I’ve mentioned that Venancio was my friend. He wasn’t someone I spent lots of time with, I never did any agricultural work with him, his kids are adults and even his grandchildren have graduated from elementary school. He was a typically sturdy fellow in his mid-60’s, who could easily have lived another 10 or 15 years if not for his sudden accident. But I can say that he always seemed happy to see me, always gave me a warm greeting, and always invited me to a drink if he was drinking. He lived his whole life in Tolte, although some of his children migrated to the United States. And thinking of him makes me appreciate the importance of living a positive, ordinary life, being a good and cheerful family and community member, and brightening someone’s day with a hearty “Buenos Dias.” My exotic life here in Tolte is entirely dependent on my neighbors’ embrace of these ordinary virtues, which contribute so much to the sum of happiness in the world. And I deeply regret that Venancio cannot enjoy these things any more.

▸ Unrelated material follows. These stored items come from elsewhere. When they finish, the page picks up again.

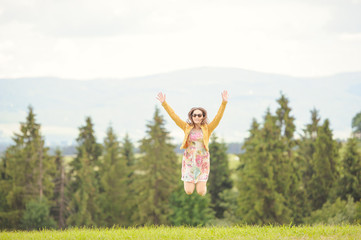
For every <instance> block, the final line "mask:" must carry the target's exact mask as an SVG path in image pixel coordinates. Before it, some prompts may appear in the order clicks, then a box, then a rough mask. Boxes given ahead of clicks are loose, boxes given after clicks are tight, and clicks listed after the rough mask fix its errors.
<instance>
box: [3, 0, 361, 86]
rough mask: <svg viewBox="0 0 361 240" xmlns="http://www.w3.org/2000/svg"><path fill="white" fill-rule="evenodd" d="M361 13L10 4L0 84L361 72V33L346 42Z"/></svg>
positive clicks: (291, 6) (161, 4)
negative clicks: (116, 78)
mask: <svg viewBox="0 0 361 240" xmlns="http://www.w3.org/2000/svg"><path fill="white" fill-rule="evenodd" d="M358 4H359V3H358V2H355V1H348V2H342V1H332V2H326V1H317V2H315V1H272V2H269V1H253V2H249V1H204V0H198V1H196V0H195V1H168V0H158V1H145V0H142V1H105V2H104V1H103V2H101V1H98V0H90V1H86V2H84V1H70V0H67V1H42V0H33V1H5V2H4V4H3V5H2V7H1V8H0V9H1V10H0V12H1V13H0V39H1V40H0V63H1V65H0V78H1V77H31V76H56V77H68V78H78V79H82V78H96V77H130V76H143V75H148V74H155V73H159V72H166V71H171V70H175V69H183V68H190V67H199V66H220V67H238V68H244V69H250V70H257V71H263V72H273V73H282V74H289V75H294V76H320V75H330V74H333V73H337V72H343V71H359V70H360V65H359V62H361V44H359V33H357V32H352V34H353V35H350V34H351V33H350V32H347V31H348V30H350V29H348V27H347V26H349V25H350V24H348V23H349V22H350V21H351V20H352V19H356V20H357V19H359V16H361V15H360V14H358V11H356V10H357V9H359V8H360V6H359V5H358ZM338 9H340V11H339V12H338ZM355 9H356V10H355ZM352 22H353V25H352V31H356V30H357V29H359V27H360V31H361V24H359V23H358V21H352ZM342 29H344V30H345V31H344V32H342V31H340V30H342ZM350 31H351V30H350ZM340 34H341V35H340ZM350 42H352V43H353V44H352V45H350V44H349V43H350ZM350 56H351V57H350Z"/></svg>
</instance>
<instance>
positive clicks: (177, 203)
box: [169, 176, 214, 226]
mask: <svg viewBox="0 0 361 240" xmlns="http://www.w3.org/2000/svg"><path fill="white" fill-rule="evenodd" d="M179 177H180V176H179ZM209 205H210V197H209V195H206V196H203V197H202V196H199V195H198V194H191V195H187V194H185V193H184V184H183V182H182V181H179V184H178V188H177V189H176V191H174V192H173V193H172V195H171V198H170V206H171V209H172V214H171V215H170V217H169V219H170V222H171V224H172V225H175V226H180V225H188V226H205V225H207V223H209V222H210V221H211V220H212V219H213V218H214V212H213V210H212V209H211V208H210V207H209Z"/></svg>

This was Wednesday, Feb. 13, and by Monday, 25 of us were studying first aid with Noe Zuniga, a trainer from the Red Cross. Noe is a fascinating character. He grew up poor in a rural area near Riobamba, and left home when he graduated from elementary school. He found work as a ticket taker on a bus, an excellent entry level job when he was a kid. The bus driver sort of adopted him, and helped him finish high school. Noe eventually finished college degrees in both nursing and paramedicine, and has gone to the United States to participate in training at the invitation of the Red Cross. He speaks Kichwa, Spanish, and English, and is completely happy with where life has taken him. He is also an excellent trainer, and spending 8 afternoons with him was a great experience for me. I re-learned many of the things I learned in an EMT course 25 years ago, and did some things I didn’t think I could do, including intramuscular and intravenous injections, things they don’t even teach you in EMT school. But out here in the rural zone, we might have to do these things to save someone’s life. We will actually be receiving equipment from Avanti, thanks to a grant from the British Embassy, that will provide us with all sorts of life-saving equipment that we never had before, but now actually know how to use. Since the nearest hospital is in Chunchi, 15 to 20 minutes away by car, these skills and equipment really could save someone’s life. The graduates of the program are going to meet once a week to review what we have learned, and I think this will be an important way to create a really unified community organization.

Now we have been back in school for a couple of weeks, and I am probably in my last quimestre as Tolte’s English teacher. It does not appear that Avanti will have the funds to keep me going. Perhaps this is just as well. I think it would be hard to face the school day without the present seventh grade, who will graduate in July and go on to Colegio.  I may investigate the possibility of teaching English in Chunchi, which could keep me in contact with them next year. I have also asked for work with the Ministry of Agriculture, and am looking into other volunteer possibilities similar to what I do now. Everything that I have needed in Ecuador has always turned up, and I imagine my next job is hiding just around the corner. We’ll have to see what happens.